The data curation process was rigorous. Starting from a search across all Python repositories on GitHub, the team applied filters: at least three years of active maintenance, 500+ stars, configuration and dependency files, a unit test suite, and a permissive licence. From 4,923 qualifying repositories, through commit-span extraction, automated environment construction (including a self-repair mechanism for missing dependencies), and multiple rounds of case filtering, the final 100 tasks were chosen by ranking candidates on time span and number of intervening commits.

What the Experiments Found

The researchers evaluated 18 models from 8 providers, consuming over 10 billion tokens in total. Three key observations emerged.

1. AI coding capabilities are advancing fast. Within provider families, newer models consistently outperformed older ones. Models released after 2026 showed especially large gains. Among all evaluated models, the Claude Opus series took the top spot overall, with GLM-5 also standing out. The trend suggests that code capabilities are genuinely evolving toward longer-horizon tasks — not just static bug-fixing.

2. Providers differ meaningfully on short-term vs. long-term trade-offs. When the researchers varied γ to shift emphasis toward either early or late iterations, model rankings shifted in telling ways. MiniMax, DeepSeek, and GPT models all leaned toward long-term gains. Kimi and GLM leaned toward short-term returns. Claude and Qwen were notably stable across settings — suggesting their training pipelines are relatively consistent in how they balance these trade-offs.

3. Regression control remains a serious weakness across the board. This is the finding that should give engineering leaders pause. The paper tracks the zero-regression rate: the proportion of tasks where the agent completes the entire maintenance process without ever breaking a previously passing test. Most models scored below 0.25. Only two models — Claude-opus-4.5 (0.51) and Claude-opus-4.6 (0.76) — exceeded 0.5. Every other evaluated model failed to avoid regressions more than 75% of the time.

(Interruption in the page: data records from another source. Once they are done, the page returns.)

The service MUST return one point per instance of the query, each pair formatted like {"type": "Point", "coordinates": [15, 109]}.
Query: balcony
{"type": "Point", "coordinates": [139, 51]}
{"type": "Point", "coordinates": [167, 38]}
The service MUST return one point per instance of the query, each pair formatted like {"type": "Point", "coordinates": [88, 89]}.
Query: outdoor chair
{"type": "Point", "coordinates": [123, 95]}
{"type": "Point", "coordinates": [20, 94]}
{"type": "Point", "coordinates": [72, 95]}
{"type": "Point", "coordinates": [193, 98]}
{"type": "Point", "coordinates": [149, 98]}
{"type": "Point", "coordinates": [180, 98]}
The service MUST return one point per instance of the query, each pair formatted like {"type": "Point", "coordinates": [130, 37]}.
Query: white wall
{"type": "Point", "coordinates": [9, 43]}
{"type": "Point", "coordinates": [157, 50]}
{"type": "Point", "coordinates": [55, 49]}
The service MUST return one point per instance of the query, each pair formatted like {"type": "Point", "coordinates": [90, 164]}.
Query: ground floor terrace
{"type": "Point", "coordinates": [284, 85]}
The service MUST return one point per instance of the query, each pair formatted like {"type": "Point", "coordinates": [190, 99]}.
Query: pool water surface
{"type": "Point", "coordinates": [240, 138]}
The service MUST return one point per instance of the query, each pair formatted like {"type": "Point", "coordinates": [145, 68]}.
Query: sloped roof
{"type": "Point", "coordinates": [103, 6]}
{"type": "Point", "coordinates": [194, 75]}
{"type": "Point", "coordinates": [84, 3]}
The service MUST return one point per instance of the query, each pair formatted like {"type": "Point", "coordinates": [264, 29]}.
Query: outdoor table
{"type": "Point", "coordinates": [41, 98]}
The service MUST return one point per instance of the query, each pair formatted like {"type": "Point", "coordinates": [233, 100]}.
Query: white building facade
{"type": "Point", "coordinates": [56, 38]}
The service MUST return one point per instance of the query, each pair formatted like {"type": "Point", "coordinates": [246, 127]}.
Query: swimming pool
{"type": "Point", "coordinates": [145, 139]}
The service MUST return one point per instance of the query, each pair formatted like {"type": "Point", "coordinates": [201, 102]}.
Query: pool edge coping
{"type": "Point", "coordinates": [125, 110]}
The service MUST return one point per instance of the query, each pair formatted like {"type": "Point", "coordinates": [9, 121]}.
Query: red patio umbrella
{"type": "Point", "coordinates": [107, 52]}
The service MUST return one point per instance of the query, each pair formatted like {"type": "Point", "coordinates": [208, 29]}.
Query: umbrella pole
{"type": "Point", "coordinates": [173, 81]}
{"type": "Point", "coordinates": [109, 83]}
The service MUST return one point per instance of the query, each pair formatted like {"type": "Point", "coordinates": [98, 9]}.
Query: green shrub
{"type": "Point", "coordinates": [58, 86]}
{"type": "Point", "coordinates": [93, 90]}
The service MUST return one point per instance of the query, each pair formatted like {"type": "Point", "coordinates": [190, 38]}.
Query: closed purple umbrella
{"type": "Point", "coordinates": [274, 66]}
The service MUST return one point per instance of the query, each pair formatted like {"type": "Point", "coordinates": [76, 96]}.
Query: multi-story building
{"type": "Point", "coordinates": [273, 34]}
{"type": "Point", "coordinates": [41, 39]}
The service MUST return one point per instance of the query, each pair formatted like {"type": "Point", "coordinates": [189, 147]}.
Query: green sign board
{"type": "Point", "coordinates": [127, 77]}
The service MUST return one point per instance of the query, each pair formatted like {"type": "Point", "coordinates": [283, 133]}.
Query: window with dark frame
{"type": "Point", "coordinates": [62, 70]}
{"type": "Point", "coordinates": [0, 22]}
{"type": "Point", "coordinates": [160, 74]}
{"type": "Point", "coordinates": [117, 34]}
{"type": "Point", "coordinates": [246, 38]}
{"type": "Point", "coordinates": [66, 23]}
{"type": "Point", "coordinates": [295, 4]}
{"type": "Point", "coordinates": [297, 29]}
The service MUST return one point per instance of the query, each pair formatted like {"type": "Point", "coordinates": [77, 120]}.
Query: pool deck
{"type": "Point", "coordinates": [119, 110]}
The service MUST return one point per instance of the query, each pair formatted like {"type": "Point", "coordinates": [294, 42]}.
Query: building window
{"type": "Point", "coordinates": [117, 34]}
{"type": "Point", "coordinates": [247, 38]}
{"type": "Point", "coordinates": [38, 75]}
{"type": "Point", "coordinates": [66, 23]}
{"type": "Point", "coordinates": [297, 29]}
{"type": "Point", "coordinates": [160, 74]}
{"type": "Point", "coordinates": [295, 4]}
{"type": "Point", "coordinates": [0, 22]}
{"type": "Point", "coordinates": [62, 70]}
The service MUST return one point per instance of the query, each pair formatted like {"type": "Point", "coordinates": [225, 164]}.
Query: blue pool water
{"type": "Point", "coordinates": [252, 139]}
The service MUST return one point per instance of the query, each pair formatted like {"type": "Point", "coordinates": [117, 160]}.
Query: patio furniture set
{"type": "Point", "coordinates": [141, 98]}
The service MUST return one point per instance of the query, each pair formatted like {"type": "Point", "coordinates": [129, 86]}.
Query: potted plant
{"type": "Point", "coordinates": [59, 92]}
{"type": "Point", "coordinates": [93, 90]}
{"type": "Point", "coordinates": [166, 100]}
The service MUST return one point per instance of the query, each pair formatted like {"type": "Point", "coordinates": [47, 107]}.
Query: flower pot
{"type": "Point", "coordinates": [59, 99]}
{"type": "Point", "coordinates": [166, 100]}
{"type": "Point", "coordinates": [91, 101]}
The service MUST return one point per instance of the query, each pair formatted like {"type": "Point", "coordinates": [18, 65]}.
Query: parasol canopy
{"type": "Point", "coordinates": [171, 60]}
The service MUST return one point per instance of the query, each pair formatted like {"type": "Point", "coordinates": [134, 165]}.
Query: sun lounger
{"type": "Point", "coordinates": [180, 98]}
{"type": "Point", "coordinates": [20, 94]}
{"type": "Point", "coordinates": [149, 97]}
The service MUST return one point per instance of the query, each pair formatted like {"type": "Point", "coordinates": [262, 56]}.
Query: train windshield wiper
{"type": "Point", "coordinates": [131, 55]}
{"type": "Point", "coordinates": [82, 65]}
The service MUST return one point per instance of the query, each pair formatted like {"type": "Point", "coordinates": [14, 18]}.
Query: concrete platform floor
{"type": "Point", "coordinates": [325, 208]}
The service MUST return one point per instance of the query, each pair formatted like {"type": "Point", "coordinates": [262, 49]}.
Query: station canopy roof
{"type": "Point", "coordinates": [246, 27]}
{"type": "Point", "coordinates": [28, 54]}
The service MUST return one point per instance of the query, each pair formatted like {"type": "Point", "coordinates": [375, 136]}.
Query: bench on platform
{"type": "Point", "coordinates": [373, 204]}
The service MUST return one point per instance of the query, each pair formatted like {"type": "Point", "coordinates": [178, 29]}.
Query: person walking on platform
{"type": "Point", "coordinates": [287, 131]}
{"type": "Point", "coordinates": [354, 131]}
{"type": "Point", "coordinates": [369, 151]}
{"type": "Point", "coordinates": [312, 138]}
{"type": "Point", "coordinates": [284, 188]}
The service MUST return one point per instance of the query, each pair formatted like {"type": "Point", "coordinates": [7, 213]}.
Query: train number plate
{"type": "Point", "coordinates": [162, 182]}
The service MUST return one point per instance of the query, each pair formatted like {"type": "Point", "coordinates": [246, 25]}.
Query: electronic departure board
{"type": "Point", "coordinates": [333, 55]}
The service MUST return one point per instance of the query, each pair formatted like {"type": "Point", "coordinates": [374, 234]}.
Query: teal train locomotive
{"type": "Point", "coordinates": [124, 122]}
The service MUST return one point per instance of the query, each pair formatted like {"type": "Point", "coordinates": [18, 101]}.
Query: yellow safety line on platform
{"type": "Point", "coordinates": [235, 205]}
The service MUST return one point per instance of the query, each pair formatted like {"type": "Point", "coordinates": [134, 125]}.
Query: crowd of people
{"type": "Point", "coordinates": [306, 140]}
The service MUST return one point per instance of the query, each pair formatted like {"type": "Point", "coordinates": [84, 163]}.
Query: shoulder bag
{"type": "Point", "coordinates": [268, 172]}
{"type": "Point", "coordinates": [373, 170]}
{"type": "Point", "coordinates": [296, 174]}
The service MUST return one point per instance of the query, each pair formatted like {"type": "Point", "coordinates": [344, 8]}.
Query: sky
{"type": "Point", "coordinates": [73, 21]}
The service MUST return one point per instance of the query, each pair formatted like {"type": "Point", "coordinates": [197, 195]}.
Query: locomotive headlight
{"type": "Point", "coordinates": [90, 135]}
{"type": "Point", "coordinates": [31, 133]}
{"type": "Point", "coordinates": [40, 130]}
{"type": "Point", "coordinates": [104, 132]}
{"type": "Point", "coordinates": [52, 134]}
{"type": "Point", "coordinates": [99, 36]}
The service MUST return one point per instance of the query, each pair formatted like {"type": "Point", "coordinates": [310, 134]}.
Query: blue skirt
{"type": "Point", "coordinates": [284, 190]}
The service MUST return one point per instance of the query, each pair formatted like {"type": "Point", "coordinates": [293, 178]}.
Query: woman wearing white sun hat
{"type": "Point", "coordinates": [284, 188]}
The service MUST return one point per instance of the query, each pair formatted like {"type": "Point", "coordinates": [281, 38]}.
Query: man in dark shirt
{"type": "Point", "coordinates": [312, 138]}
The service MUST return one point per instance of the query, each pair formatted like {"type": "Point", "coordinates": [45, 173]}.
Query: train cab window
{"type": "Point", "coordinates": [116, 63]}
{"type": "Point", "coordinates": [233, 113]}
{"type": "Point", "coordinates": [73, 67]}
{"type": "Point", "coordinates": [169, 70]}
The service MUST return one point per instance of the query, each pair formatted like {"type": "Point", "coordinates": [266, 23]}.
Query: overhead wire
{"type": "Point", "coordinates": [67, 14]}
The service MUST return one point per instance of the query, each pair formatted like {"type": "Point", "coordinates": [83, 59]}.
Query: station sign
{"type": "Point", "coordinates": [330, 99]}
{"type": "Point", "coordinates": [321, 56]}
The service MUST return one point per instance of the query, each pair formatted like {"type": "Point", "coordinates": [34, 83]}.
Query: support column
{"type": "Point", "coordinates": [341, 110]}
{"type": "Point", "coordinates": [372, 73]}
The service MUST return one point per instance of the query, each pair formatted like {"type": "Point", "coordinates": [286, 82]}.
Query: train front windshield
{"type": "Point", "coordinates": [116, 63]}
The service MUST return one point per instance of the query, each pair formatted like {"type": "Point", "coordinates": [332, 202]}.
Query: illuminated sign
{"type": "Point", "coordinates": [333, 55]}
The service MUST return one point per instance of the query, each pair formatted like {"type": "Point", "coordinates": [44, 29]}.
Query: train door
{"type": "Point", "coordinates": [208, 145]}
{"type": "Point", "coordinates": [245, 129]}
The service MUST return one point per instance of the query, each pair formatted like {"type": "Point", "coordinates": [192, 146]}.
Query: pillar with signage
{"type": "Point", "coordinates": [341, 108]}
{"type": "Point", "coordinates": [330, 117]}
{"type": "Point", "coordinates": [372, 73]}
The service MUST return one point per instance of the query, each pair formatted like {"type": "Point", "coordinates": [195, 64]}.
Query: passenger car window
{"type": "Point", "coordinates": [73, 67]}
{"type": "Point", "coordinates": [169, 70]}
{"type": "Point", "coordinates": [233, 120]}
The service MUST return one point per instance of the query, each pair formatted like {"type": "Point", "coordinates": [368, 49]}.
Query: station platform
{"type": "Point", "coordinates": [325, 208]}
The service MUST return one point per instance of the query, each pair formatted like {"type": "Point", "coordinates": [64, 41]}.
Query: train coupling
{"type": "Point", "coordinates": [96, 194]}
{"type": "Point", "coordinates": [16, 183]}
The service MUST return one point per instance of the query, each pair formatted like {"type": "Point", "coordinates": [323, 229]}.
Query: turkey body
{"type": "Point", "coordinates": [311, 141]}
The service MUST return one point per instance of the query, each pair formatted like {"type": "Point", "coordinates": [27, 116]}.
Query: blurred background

To put it plainly: when these agents modify a codebase over multiple iterations, they routinely break things that were already working.

The Bigger Picture

The AI coding wave has genuinely changed what’s possible. Recent data shows new websites growing roughly 40% year-on-year and GitHub code pushes in the US jumping to about 35% year-on-year growth in 2026 — figures that align with the widespread adoption of AI coding assistants. Tools like Cursor, Replit, GitHub Copilot, and Devin have made AI-assisted development a default for many teams.

But the SWE-CI paper is a useful corrective to the most optimistic readings of this moment. Writing code and maintaining code are different skills — and the benchmark data suggests that current LLMs are considerably better at the former than the latter. The gap isn’t small: most models fail to avoid regressions in three out of four maintenance tasks.

The authors are careful not to be purely negative. The trend line is clearly moving in the right direction — newer models genuinely outperform older ones on long-horizon maintenance tasks, and the Claude Opus series shows that high zero-regression rates are achievable. But the gap between the best performers and the rest is large, and the best performers are still far from reliable.

For engineering teams deploying AI coding agents: the productivity gains are real. But so is the maintenance risk. SWE-CI gives the industry a way to measure the problem. Whether teams act on that measurement is another question.